FDA has received intense criticism for, in the face of intense pressure from President Donald Trump and his administration, earlier issuing EUAs for COVID-19 treatments, including hydroxychloroquine, that had little, if any, compelling evidence to back their use and no input from advisory committees. The Pfizer-BioNTech COVID-19 meeting today provided a sharp contrast both in the compelling argument for an EUA and the open discussions.

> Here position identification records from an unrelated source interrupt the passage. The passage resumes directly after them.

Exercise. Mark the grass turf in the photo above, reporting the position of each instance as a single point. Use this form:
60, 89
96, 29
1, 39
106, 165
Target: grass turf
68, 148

“It was a great effort by our career scientists who maintained the high scientific standards that the world has come to expect of the FDA,” Marks told ScienceInsider after the meeting. “And it now brings us to the brink of the next step that will allow us to begin to actively work to overcome the pandemic in the United States through vaccination.” He says his team needs “a few days” to make a decision and will “work as quickly as possible.”
Ruth Karron, who runs the Center for Immunization Research at Johns Hopkins University’s Bloomberg School of Public Health, says it’s remarkable that science moved from the viral sequence to a highly effective, working vaccine in less than 1 year. “Now we have to ensure that this vaccine—and the highly effective vaccines that will likely follow—are administered efficiently and equitably, and that people are ready and willing to receive them,” she says.